Let’s say you have a starting .gitlab-ci.yml like so:

---
stages:
  - test
  - build
  - deploy

build_rpm_centos6:
  image: centos:6
  script: 
    - rpmbuild -ba
  except:
    - tags
    - master
  stage: build
  tags:
    - docker

build_rpm_centos7:
  image: centos:7
  script:
    - rpmbuild
  except:
    - tags
    - master
  stage: build
  tags:
    - docker

This is a totally valid file, but there’s a whole load of repetition in here which really shouldn’t need to be here. We can use some features of yaml called anchors and aliases which allow us to reduce the amount of code here. This is documented here in the Gitlab CI Readme, but I want to break it down into sections.

Define a hidden job

Firstly, we need to define a “hidden job” - this is essentially of course a job gitlab-ci is aware of but doesn’t actually run. It defines a yaml hash which we can merge into another hash later. We’ll take all of the hash values from the above two jobs that are the same, and place it in that hidden job:

# here we define a hidden job called "build" (prefixed with a dot)
# and then we assign it to an alias &build_definition
.build: &build_definition
  script:
    - rpmbuild -ba
  except:
    - tags
    - master
  stage: build
  tags:
    - docker

What this has done is essentially created something like a function. When we call &build_definition, it’ll spit out the following yaml hash:

---
  script:
    - rpmbuild -ba
  except:
    - tags
    - master
  stage: build
  tags:
    - docker

As you can see, the above yaml hash is only missing 2 things: A parent hash key and the value for “image”.

Reduce the code

In order to make use of this alias, we first need to actually define our build jobs. Remember, the above job is hidden so if we pushed to our git repo right now, nothing would happen. Let’s define our two build jobs.

build_centos6:
  image: centos:6

build_centos7:
  image: centos:7

Obviously, this isn’t enough to actually run a build. What we now need to do is merge to two hashes from the hidden job/alias and with our build definition.

build_centos6:
  <<: *build_definition # this essentially says insert the hash values from &build_definition hash
  image: centos:6

build_centos7:
  <<: *build_definition
  image: centos:7

That’s a lot less code duplication, and if you know what you’re looking at, it’s much easier to read.

Visualising your gitlab-ci.yml file

This all might seem a little confusing at first because it’s hard to visualise.
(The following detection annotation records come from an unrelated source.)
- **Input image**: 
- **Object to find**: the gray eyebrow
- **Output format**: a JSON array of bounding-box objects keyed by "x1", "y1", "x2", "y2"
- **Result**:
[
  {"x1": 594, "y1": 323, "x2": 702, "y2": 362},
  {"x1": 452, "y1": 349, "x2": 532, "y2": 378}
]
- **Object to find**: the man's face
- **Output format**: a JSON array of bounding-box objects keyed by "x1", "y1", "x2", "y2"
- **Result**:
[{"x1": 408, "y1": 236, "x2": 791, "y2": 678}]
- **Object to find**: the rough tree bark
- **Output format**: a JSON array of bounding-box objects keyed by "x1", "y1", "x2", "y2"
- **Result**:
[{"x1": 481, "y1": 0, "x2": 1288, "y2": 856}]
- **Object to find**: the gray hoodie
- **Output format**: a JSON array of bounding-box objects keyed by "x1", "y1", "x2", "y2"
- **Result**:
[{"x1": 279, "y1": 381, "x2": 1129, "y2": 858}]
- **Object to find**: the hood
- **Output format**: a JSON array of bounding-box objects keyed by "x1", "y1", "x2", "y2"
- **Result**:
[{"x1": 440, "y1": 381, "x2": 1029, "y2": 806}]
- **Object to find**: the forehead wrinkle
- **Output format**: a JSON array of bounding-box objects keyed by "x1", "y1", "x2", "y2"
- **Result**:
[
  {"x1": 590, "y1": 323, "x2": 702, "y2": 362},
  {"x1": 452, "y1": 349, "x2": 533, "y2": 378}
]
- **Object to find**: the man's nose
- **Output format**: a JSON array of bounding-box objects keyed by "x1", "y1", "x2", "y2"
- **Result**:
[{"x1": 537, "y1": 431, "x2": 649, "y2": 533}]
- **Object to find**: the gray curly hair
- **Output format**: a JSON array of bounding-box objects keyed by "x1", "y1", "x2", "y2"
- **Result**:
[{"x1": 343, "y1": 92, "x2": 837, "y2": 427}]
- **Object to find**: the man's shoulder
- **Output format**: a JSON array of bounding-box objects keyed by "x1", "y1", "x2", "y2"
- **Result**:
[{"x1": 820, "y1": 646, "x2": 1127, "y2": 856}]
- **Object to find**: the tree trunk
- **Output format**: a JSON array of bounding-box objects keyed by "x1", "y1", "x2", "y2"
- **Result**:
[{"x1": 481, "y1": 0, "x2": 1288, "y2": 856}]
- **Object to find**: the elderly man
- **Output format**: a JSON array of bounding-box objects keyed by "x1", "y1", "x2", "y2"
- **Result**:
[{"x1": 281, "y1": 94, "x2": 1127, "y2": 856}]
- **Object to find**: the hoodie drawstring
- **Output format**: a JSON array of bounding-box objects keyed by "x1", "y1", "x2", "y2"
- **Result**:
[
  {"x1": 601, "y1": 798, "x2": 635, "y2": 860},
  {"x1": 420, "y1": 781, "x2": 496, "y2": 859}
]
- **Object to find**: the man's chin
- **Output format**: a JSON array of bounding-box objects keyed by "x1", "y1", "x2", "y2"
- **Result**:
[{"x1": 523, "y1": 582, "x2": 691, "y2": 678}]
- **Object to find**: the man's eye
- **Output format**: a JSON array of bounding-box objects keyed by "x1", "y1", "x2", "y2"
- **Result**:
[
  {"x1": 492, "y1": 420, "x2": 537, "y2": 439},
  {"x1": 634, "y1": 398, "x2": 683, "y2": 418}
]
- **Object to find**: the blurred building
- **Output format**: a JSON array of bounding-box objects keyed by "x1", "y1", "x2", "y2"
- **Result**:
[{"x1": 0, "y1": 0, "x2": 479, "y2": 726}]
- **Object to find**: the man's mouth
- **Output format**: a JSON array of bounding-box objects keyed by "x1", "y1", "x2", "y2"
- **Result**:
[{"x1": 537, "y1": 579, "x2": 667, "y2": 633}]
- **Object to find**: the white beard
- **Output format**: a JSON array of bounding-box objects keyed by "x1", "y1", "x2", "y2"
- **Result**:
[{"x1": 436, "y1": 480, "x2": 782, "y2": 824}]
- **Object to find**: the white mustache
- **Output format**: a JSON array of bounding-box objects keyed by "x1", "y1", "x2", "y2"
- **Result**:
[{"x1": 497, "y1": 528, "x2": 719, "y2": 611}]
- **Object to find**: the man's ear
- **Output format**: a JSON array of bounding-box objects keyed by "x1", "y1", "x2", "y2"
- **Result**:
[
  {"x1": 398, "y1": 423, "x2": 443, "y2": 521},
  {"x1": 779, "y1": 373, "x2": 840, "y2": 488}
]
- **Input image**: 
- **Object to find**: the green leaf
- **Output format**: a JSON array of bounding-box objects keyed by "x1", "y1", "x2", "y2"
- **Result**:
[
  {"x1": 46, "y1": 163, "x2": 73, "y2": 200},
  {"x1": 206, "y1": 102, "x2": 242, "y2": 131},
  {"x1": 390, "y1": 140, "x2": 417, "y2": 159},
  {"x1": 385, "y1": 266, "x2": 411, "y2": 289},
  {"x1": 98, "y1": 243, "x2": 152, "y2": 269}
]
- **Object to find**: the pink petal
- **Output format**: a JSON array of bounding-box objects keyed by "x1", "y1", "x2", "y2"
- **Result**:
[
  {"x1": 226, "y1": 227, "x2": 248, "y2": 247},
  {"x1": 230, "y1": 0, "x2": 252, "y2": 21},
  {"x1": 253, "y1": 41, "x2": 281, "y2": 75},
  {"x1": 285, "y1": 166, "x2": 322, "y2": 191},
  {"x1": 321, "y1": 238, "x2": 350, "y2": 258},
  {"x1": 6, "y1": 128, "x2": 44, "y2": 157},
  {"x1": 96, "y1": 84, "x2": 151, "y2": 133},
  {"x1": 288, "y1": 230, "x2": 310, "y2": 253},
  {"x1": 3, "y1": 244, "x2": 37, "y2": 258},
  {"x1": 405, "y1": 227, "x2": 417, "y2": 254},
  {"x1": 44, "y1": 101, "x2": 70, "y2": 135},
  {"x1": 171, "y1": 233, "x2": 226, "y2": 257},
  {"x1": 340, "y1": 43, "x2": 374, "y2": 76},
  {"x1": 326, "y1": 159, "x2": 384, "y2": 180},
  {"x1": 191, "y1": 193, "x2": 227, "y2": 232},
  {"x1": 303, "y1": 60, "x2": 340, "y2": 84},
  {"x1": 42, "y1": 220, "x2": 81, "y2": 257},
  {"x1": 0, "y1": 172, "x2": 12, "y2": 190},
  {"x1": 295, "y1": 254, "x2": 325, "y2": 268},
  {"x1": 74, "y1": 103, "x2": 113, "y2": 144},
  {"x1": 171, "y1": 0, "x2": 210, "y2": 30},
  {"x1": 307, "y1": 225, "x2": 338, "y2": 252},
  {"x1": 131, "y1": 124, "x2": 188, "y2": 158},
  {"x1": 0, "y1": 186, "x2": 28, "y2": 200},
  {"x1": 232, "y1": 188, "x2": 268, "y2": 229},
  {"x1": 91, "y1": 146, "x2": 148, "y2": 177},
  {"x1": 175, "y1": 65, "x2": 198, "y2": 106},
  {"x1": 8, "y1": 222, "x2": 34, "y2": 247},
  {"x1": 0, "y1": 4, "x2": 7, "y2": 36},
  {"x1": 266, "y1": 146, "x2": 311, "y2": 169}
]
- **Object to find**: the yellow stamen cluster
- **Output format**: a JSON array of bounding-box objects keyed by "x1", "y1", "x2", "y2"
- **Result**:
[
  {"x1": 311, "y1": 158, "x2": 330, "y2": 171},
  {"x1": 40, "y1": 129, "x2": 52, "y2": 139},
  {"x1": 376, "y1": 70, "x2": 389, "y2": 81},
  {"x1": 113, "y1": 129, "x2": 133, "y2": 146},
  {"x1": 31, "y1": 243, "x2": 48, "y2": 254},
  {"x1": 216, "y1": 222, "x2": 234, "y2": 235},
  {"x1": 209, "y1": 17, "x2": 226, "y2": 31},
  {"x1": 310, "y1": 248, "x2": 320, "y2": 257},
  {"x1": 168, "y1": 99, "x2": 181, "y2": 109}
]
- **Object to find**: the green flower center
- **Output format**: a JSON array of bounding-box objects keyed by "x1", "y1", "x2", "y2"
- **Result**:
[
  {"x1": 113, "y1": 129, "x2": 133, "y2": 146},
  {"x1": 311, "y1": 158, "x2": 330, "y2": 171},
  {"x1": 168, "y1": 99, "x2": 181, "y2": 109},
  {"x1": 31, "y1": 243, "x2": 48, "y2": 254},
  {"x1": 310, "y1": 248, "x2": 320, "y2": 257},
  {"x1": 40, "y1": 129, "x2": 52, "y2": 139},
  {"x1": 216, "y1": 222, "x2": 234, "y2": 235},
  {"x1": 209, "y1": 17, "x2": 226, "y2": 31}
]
The best way to get your head around what the output of your CI file is, is to remember that all Gitlab CI does when you push the file is load it into a hash and read the values. With that in mind, try this little 1 line script on your file:

ruby -e "require 'yaml'; require 'pp'; hash = YAML.load_file('.gitlab-ci.yml'); pp hash"

This is what the original yaml file hash looks like:

{"stages"=>["test", "build", "deploy"],
 "build_rpm_centos6"=>
  {"image"=>"centos:6",
   "script"=>["rpmbuild -ba"],
   "except"=>["tags", "master"],
   "stage"=>"build",
   "tags"=>["docker"]},
 "build_rpm_centos7"=>
  {"image"=>"centos:7",
   "script"=>["rpmbuild"],
   "except"=>["tags", "master"],
   "stage"=>"build",
   "tags"=>["docker"]}}

And this is what the hash from the file with the anchors and such like contains:

{"stages"=>["test", "build", "deploy"],
 ".build"=>
  {"script"=>["rpmbuild -ba"],
   "except"=>["tags", "master"],
   "stage"=>"build",
   "tags"=>["docker"]},
 "build_centos6"=>
  {"script"=>["rpmbuild -ba"],
   "except"=>["tags", "master"],
   "stage"=>"build",
   "tags"=>["docker"],
   "image"=>"centos:6"},
 "build_centos7"=>
  {"script"=>["rpmbuild -ba"],
   "except"=>["tags", "master"],
   "stage"=>"build",
   "tags"=>["docker"],
   "image"=>"centos:7"}}

Hopefully that makes it easier to understand! As mentioned earlier, this isn’t as powerful (yet?) as Travis’s matrix feature, which can quickly expand your jobs multiple times over, but with nested aliases you can easily have quite a complex matrix.